Pair Corralation between Snowflake and EAGLE
Given the investment horizon of 90 days Snowflake is expected to generate 31.16 times less return on investment than EAGLE. But when comparing it to its historical volatility, Snowflake is 14.44 times less risky than EAGLE. It trades about 0.02 of its potential returns per unit of risk. EAGLE MATERIALS INC is currently generating about 0.04 of returns per unit of risk over similar time horizon. If you would invest 8,108 in EAGLE MATERIALS INC on August 27, 2024 and sell it today you would earn a total of 436.00 from holding EAGLE MATERIALS INC or generate 5.38% return on investment over 90 days.

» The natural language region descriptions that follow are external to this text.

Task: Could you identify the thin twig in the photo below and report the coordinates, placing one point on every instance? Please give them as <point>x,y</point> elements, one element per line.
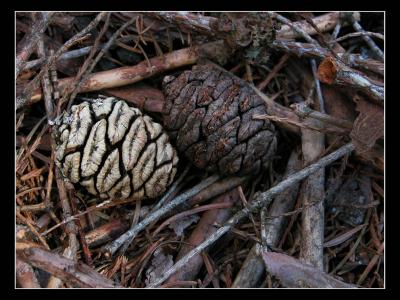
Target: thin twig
<point>110,249</point>
<point>356,34</point>
<point>37,30</point>
<point>378,52</point>
<point>29,89</point>
<point>300,31</point>
<point>262,200</point>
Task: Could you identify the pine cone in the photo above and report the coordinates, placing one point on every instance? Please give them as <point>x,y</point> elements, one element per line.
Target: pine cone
<point>209,114</point>
<point>114,151</point>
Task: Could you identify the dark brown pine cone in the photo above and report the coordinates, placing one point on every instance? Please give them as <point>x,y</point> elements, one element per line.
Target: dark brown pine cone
<point>114,151</point>
<point>209,114</point>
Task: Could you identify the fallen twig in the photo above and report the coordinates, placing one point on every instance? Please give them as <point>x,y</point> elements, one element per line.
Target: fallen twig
<point>110,249</point>
<point>65,269</point>
<point>332,71</point>
<point>292,273</point>
<point>29,89</point>
<point>378,52</point>
<point>25,275</point>
<point>310,50</point>
<point>204,228</point>
<point>37,30</point>
<point>128,75</point>
<point>253,268</point>
<point>262,200</point>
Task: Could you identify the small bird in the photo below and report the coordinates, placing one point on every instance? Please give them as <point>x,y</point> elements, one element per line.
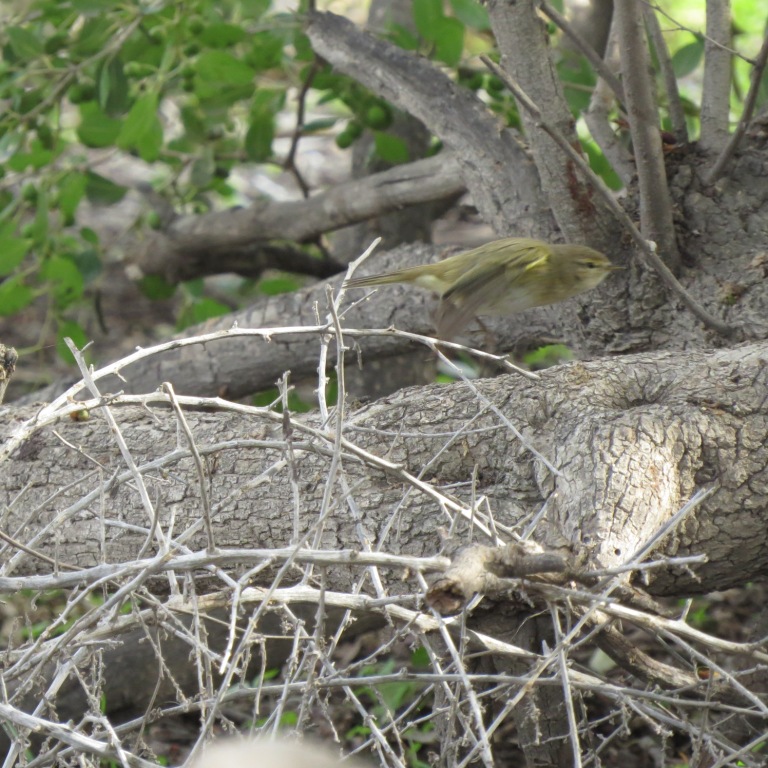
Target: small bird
<point>502,277</point>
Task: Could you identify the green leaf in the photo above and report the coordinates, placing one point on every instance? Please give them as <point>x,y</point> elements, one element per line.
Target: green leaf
<point>102,191</point>
<point>601,166</point>
<point>71,191</point>
<point>258,138</point>
<point>94,35</point>
<point>426,15</point>
<point>14,296</point>
<point>220,75</point>
<point>266,51</point>
<point>113,88</point>
<point>201,310</point>
<point>391,149</point>
<point>449,41</point>
<point>9,144</point>
<point>471,13</point>
<point>96,129</point>
<point>321,124</point>
<point>142,129</point>
<point>38,230</point>
<point>687,58</point>
<point>12,250</point>
<point>203,168</point>
<point>74,331</point>
<point>65,280</point>
<point>24,43</point>
<point>91,7</point>
<point>88,263</point>
<point>222,35</point>
<point>261,130</point>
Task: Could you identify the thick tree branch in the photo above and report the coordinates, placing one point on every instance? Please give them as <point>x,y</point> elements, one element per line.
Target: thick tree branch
<point>632,439</point>
<point>647,250</point>
<point>756,77</point>
<point>237,240</point>
<point>500,175</point>
<point>524,45</point>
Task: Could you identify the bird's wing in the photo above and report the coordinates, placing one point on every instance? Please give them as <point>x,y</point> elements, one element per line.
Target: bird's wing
<point>485,285</point>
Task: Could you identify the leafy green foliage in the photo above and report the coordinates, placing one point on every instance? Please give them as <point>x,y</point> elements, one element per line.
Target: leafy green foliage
<point>193,90</point>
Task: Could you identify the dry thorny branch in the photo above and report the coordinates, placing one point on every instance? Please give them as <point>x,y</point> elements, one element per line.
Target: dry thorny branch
<point>225,607</point>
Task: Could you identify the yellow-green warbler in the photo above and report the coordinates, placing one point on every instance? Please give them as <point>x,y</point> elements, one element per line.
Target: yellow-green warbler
<point>501,278</point>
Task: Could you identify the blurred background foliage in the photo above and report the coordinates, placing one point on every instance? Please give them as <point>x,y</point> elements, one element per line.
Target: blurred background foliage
<point>199,92</point>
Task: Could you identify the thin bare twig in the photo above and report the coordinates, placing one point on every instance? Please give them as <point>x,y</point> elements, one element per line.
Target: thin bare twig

Time Period | 3 Months [change] |
Direction | Moves Against |
Strength | Very Weak |
Accuracy | 91.87% |
Values | Daily Returns |
Snowflake vs. EAGLE MATERIALS INC
Performance |
Timeline |
Snowflake |
EAGLE MATERIALS INC |
Snowflake and EAGLE Volatility Contrast
Predicted Return Density |
Returns |
Pair Trading with Snowflake and EAGLE
The main advantage of trading using opposite Snowflake and EAGLE positions is that it hedges away some unsystematic risk. Because of two separate transactions, even if Snowflake position performs unexpectedly, EAGLE can make up some of the losses. Pair trading also minimizes risk from directional movements in the market. For example, if an entire industry or sector drops because of unexpected headlines, the short position in EAGLE will offset losses from the drop in EAGLE's long position.The idea behind Snowflake and EAGLE MATERIALS INC pairs trading is to make the combined position market-neutral, meaning the overall market's direction will not affect its win or loss (or potential downside or upside). This can be achieved by designing a pairs trade with two highly correlated stocks or equities that operate in a similar space or sector, making it possible to obtain profits through simple and relatively low-risk investment.Check out your portfolio center.Note that this page's information should be used as a complementary analysis to find the right mix of equity instruments to add to your existing portfolios or create a brand new portfolio. You can also try the Commodity Directory module to find actively traded commodities issued by global exchanges.